Model execution time: compute minutes and seconds
Some AI capabilities bill on execution time or compute intensity. This is most common in multimodal workloads such as audio, video and embedding pipelines, where cost tracks with how hard the model worked, not how many words it produced.
API calls and workflow chaining
AI-enabled workflows are rarely a single transaction. A “simple” answer can involve:
- Retrieval
- Model call
- Validation
- Rewrite
- Scoring
- Output generation
Each step looks cheap in isolation. At enterprise scale, the chain becomes the cost. Cloud teams who lived through the early IaaS bills will find this déjà vu uncomfortable.
AI actions: pricing at the UX layer
Vendors are increasingly pricing on UX-level units like actions, assists, conversations or generations. This abstracts tokens entirely and tries to align price with perceived value.
Why AI costs spiral out of control
Hidden model chains
Behind a single answer, systems may run multiple LLM calls: retrieval, rewriting, safety, formatting and evaluation. Users see one click, finance sees multiple metered events.
Unpredictable output size
Output variance drives cost. Extended or reasoning-heavy responses can increase token use and introduce spend volatility.
Context window inflation
Large context windows allow massive inputs. Even if only part is useful, the entire input is billed, which inflates and obscures consumption.
AI agents
Agent loops, retries and tool-calling amplify usage. As agents handle more autonomous tasks, spend becomes more volatile and shifts further away from seat-based models.

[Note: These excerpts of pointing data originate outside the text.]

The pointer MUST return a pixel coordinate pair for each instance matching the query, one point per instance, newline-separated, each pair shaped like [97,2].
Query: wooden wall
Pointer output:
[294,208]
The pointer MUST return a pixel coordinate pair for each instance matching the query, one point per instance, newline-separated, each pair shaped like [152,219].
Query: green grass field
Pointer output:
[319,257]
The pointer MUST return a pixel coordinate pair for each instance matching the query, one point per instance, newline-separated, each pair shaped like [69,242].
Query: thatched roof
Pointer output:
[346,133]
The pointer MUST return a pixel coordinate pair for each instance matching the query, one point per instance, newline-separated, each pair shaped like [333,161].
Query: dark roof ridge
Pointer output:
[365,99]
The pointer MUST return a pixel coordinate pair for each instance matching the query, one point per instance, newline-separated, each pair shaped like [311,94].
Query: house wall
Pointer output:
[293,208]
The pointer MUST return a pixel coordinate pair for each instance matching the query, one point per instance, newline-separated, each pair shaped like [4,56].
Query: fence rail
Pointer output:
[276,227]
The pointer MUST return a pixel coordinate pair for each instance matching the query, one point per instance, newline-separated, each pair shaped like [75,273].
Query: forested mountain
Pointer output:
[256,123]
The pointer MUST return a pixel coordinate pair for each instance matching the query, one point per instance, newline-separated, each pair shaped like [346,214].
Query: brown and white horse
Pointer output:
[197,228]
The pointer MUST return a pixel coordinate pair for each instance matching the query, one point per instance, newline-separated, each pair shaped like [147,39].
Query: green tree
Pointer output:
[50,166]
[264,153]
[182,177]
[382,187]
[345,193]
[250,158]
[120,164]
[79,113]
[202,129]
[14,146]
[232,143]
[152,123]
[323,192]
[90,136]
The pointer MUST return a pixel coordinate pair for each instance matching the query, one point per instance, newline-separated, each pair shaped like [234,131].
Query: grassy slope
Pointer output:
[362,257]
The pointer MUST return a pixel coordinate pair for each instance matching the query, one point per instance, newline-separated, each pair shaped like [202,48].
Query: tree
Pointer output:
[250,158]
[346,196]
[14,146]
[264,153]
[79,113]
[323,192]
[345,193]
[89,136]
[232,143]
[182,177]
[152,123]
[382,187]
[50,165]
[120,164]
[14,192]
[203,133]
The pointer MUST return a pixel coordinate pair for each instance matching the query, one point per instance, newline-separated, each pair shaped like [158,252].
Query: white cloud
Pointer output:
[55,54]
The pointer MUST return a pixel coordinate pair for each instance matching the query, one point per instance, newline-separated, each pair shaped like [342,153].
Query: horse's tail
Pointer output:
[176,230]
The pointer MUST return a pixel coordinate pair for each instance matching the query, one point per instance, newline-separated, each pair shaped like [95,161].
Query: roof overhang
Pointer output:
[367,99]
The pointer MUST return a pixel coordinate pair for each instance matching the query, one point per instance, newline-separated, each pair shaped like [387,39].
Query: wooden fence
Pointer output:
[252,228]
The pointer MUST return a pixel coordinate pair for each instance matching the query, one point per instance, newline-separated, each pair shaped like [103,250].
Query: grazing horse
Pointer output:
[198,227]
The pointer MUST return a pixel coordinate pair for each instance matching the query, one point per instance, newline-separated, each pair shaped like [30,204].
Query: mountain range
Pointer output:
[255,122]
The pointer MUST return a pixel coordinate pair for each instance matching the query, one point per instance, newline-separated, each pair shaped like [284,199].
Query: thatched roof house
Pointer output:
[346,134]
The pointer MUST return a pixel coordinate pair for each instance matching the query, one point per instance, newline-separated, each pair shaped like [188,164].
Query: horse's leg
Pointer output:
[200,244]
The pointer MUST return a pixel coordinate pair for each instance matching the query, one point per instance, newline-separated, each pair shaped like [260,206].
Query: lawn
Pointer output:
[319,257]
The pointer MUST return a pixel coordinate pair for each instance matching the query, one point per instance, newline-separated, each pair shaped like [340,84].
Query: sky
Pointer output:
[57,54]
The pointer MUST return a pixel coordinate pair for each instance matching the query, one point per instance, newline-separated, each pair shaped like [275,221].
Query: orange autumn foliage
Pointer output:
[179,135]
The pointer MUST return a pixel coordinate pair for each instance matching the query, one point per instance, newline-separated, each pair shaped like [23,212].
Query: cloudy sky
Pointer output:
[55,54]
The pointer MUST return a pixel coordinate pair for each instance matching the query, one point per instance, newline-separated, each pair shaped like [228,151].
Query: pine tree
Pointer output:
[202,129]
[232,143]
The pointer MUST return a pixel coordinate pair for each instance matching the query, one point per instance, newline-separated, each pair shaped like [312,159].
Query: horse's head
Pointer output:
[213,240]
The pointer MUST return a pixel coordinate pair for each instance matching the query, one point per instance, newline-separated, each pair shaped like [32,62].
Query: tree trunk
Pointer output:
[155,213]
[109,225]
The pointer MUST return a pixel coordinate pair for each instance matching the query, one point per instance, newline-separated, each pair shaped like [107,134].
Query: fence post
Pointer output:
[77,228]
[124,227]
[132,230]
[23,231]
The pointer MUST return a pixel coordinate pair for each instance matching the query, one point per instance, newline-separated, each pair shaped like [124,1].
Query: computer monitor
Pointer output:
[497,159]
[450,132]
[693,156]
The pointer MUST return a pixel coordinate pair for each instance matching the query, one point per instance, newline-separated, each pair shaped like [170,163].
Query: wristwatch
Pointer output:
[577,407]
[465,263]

Credit abstraction hides true drivers
Credits make it difficult to answer essential questions like:
- What did a workflow cost
- Which team consumed the budget
- Which model is responsible for the spike?

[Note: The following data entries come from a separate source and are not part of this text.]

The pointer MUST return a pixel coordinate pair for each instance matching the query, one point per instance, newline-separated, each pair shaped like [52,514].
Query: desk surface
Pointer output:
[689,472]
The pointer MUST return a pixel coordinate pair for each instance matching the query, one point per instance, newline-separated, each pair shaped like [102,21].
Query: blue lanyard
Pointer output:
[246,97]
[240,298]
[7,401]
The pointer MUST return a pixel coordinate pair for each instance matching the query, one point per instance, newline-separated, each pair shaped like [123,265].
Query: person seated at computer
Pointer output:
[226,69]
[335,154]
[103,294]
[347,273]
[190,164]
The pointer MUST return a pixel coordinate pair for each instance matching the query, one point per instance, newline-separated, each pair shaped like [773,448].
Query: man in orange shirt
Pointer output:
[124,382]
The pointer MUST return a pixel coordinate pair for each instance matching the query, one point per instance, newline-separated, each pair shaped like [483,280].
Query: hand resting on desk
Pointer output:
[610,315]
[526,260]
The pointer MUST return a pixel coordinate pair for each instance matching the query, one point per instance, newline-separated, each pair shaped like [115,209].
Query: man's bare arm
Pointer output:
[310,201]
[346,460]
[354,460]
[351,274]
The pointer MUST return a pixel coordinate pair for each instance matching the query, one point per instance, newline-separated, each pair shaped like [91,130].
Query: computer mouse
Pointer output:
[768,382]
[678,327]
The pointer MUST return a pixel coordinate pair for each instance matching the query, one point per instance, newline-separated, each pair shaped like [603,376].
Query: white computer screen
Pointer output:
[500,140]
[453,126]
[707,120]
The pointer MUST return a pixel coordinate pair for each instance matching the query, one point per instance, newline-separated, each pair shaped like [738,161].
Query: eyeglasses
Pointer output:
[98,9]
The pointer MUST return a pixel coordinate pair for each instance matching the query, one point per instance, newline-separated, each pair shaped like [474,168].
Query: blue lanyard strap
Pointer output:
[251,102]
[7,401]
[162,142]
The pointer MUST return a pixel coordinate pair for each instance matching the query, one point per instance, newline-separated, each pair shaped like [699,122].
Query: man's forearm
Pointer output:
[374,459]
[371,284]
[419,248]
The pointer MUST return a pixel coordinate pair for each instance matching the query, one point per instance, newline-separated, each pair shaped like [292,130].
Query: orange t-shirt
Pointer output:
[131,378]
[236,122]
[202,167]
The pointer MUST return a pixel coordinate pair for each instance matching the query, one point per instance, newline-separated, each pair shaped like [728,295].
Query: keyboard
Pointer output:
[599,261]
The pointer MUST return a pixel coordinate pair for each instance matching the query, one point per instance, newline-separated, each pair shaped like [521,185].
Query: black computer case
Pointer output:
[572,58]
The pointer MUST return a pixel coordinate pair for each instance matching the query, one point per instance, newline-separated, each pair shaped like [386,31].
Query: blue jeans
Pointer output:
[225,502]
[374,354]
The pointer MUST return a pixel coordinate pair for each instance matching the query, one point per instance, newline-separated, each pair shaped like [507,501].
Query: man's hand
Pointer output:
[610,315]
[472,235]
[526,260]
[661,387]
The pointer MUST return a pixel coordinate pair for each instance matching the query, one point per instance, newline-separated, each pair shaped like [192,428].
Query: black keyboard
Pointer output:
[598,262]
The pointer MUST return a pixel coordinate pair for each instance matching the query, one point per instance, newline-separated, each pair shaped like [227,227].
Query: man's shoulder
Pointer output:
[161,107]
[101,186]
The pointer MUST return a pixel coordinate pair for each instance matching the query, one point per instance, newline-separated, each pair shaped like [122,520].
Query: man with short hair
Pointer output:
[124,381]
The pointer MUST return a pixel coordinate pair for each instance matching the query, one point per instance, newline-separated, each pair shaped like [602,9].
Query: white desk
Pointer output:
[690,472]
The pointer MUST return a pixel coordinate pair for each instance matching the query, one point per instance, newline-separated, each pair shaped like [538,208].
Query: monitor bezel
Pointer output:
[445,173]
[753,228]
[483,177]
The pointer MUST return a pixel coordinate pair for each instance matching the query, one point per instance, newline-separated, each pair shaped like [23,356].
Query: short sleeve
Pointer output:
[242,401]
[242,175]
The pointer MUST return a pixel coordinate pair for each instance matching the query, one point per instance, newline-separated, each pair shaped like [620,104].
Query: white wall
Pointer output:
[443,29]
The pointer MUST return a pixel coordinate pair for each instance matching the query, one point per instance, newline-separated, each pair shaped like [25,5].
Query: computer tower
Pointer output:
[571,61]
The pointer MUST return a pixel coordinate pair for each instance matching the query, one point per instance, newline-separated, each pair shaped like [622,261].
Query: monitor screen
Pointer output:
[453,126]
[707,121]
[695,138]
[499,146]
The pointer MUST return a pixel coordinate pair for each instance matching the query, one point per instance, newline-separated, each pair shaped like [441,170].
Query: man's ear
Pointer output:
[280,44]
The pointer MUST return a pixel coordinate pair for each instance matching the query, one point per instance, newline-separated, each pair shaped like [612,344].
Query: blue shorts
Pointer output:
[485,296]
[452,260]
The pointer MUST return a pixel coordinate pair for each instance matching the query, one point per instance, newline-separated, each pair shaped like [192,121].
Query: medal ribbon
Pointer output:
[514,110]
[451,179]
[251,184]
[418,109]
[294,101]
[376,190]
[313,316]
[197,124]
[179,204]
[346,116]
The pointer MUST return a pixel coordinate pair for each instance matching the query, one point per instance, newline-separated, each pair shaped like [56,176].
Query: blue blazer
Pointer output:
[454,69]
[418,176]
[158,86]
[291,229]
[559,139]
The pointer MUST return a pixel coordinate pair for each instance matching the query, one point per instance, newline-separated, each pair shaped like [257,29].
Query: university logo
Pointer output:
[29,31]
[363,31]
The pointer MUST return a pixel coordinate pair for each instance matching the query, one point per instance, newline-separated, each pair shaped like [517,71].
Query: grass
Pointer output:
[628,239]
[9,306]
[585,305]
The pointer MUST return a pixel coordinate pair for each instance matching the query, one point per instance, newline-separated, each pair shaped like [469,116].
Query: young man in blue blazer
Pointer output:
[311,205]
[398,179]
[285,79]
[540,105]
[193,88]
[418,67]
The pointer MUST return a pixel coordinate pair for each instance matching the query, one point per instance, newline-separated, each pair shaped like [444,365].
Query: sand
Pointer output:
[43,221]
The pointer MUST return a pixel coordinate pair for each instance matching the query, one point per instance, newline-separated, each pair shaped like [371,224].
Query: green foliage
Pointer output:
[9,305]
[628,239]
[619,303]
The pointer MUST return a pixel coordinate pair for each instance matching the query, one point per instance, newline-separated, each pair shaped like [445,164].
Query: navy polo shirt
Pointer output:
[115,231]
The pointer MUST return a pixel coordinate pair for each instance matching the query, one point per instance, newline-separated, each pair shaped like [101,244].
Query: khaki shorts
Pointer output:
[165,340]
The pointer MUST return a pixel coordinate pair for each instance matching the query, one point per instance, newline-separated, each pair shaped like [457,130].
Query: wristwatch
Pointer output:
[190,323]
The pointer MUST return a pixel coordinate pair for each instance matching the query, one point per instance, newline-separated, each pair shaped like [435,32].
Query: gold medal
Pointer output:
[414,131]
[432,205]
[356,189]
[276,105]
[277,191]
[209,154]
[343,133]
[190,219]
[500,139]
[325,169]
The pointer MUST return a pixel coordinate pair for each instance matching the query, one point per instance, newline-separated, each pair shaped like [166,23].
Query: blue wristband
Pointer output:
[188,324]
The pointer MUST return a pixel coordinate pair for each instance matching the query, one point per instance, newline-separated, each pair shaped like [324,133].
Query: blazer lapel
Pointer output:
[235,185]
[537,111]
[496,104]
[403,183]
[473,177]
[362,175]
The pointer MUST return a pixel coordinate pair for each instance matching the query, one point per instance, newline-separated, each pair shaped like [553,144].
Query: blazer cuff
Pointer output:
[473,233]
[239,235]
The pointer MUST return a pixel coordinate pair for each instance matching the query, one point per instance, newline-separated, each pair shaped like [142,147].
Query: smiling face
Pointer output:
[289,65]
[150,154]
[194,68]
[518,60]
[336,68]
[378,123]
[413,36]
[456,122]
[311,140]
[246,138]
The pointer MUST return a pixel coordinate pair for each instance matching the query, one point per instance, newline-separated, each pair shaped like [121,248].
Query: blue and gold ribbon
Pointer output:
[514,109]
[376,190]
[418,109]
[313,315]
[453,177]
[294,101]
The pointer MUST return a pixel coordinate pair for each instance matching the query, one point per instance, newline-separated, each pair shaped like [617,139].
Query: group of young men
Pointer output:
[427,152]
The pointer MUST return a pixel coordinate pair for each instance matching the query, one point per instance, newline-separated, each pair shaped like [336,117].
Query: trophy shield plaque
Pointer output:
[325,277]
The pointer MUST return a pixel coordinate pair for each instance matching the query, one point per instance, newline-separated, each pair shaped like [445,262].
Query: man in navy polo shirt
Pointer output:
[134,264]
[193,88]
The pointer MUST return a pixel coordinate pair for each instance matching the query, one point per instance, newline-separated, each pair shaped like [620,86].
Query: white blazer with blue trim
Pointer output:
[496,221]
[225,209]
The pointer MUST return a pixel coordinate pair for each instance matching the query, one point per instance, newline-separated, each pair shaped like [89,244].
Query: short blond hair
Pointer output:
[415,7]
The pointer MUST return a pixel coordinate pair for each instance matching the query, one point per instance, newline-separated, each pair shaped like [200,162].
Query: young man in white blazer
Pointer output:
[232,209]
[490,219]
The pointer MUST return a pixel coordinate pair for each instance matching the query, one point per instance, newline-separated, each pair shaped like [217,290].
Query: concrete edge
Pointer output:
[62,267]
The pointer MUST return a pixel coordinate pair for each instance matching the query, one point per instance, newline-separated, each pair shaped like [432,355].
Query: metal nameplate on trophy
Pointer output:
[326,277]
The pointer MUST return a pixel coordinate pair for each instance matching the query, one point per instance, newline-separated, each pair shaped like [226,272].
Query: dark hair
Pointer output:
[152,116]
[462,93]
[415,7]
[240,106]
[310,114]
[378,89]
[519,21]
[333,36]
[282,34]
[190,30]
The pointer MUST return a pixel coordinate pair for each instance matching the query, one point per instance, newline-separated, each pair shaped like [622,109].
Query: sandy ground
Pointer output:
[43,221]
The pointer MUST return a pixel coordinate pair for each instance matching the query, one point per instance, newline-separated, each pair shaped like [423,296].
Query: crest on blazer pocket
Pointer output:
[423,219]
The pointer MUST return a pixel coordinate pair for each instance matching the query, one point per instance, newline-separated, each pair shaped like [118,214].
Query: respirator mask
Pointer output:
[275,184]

The result is spend that grows faster than governance.
How SaaS vendors monetize AI features
Seat plus AI credit pool
The dominant transitional model. A familiar subscription anchors the deal, and a credit or outcome layer rides on top to capture usage.
Workflow-based pricing
Charges align with the work performed. This pattern is showing up fast as agents start replacing manual effort across sales, service and operations.
Premium AI add-ons
Standalone AI SKUs typically bundle credits and define overage terms in the fine print. The usage risk shifts to the buyer, and negotiation gets more complicated.
API billing
The most transparent model and also the most volatile at scale. The dynamics mirror early cloud consumption: a great option for builders, a tough one for forecasters.
Why enterprises lose control of AI spend
A few patterns show up in nearly every customer conversation:
- Fragmented visibility across vendors
- No standard metrics across tokens, credits and actions
- Users lack cost-per-click awareness
- Chargeback models break when usage is nonlinear
- Procurement lacks precise definitions for terms like action, conversation or credit
What leaders must do now
For executives
Treat AI consumption as a strategic financial risk, not an experimental line item. Push for usage definitions, reporting clarity and audit rights inside every AI contract you sign.
For FinOps and procurement
Model best- and worst-case consumption scenarios before signing. Put caps, alerts and guardrails in place from day one, and monitor continuously. AI spend that surfaces at renewal is AI spend you’ve already lost control of.
For practitioners
Educate teams on the cost mechanics of prompt size, context windows, model choice and agent loops. The behavior change starts with awareness.
Conclusion
AI has reshaped SaaS economics from predictable seat-based billing to volatile consumption patterns driven by tokens, credits and agentic workflows. This is a structural shift, not a temporary phase. Organizations that succeed will treat AI consumption as something that can be measured, forecasted, negotiated and optimized.